My mother, Brenda Almond, who has died aged 85, was a philosopher, author and ethicist.
She was born into a poor, working-class family in Birkenhead, Merseyside. Her father, Edward, a painter and decorator, was called up during the second world war and died soon after; her mother, Margaret (nee Potter), died of a respiratory illness when Brenda, an only child, was five.
Despite this difficult start, after Birkenhead high school, Brenda went to University College London, where she studied philosophy under AJ Ayer, who became a lifelong friend, supporting her in her attempts to promote “practical philosophy” even as he himself was resolutely of the opposite persuasion. She was awarded the Rosa Morison prize for philosophy and graduated with first-class honours, going on to gain a master’s in philosophy from the University of London for a thesis on ethics and rationality.
While at UCL, Brenda met Des Cohen, who was a student at the London School of Economics; they married in 1959 and had four children. Brenda juggled bringing us up with the first steps of her career. Brenda and Des separated in 1982, and later divorced.
Her first job was teaching philosophy at Exeter University in 1959, after which she taught at the University of Ghana in Accra (1960) and Keele University (1962-63) and then held a post in the philosophy of education at Brighton College of Education (1964-74).
In 1974 she became a lecturer in philosophy at Surrey University, where she was caught up in a national political controversy over the closure of the philosophy department.

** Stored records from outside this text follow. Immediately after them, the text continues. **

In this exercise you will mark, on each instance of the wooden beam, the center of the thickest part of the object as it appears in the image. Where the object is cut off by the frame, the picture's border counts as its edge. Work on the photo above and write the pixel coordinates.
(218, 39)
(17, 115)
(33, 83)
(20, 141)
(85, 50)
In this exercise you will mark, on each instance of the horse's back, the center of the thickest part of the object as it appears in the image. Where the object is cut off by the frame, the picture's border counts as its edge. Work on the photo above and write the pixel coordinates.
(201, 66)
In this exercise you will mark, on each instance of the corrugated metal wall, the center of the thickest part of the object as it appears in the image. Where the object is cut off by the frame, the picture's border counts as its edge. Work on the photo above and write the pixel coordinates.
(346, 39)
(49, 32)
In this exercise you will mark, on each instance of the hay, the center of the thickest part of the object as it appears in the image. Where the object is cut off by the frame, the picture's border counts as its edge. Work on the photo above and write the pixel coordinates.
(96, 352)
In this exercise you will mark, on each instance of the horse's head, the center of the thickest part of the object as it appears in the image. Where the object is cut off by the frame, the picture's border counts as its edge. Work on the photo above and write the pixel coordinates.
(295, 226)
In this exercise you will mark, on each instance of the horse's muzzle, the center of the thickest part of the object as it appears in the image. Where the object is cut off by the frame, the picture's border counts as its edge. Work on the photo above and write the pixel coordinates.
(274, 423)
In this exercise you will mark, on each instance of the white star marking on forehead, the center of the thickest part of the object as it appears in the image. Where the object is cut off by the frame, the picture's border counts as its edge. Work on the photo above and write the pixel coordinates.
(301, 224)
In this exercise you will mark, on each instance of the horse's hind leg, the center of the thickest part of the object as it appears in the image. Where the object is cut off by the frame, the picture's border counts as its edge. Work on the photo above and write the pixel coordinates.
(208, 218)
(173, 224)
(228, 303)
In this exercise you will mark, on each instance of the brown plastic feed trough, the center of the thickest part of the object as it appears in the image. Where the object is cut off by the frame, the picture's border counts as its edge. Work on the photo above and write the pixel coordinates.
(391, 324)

Then, in 1986, she became reader and, later, professor of social and moral philosophy at Hull University, where she founded and, from 1992 to 2002, headed the Social Values Research Centre. From 1988 to 2001, Brenda served on the Human Fertilisation and Embryology Authority, and, after retiring in 2002, she became a member of the Human Genetics Commission (2002-08).
In her first book, Educational Thought (1969), she argued that, with schooling, one size does not and should not fit all. She particularly worried that, given the chance, the state would seek to impose its values on citizens, an idea shared by Plato all those years ago – only he was in favour of it.
Of her many other books, perhaps Brenda’s most authentic voice can be found in her best-known title, The Philosophical Quest (1990), which was published in a Penguin edition. The book is a mix of conventional, essentially educational, summaries of the core themes of philosophy, with more fluid, creative passages in which the narrator records receiving philosophical letters from a mysterious correspondent called Sophia.
Brenda’s later writing centred on defence of the “traditional family”. She identified several modern threats to it, and warned that its fragmentation was causing serious social problems.
One of her lifelong pleasures was to sit down at a piano and sing songs – preferably accompanied by friends. She will be remembered as a warm and very caring human being who understood the importance of the simple actions through which people weave their daily lives.
Brenda is survived by her children, Anna, Louise, Paula and me, five grandchildren and a great-grandchild.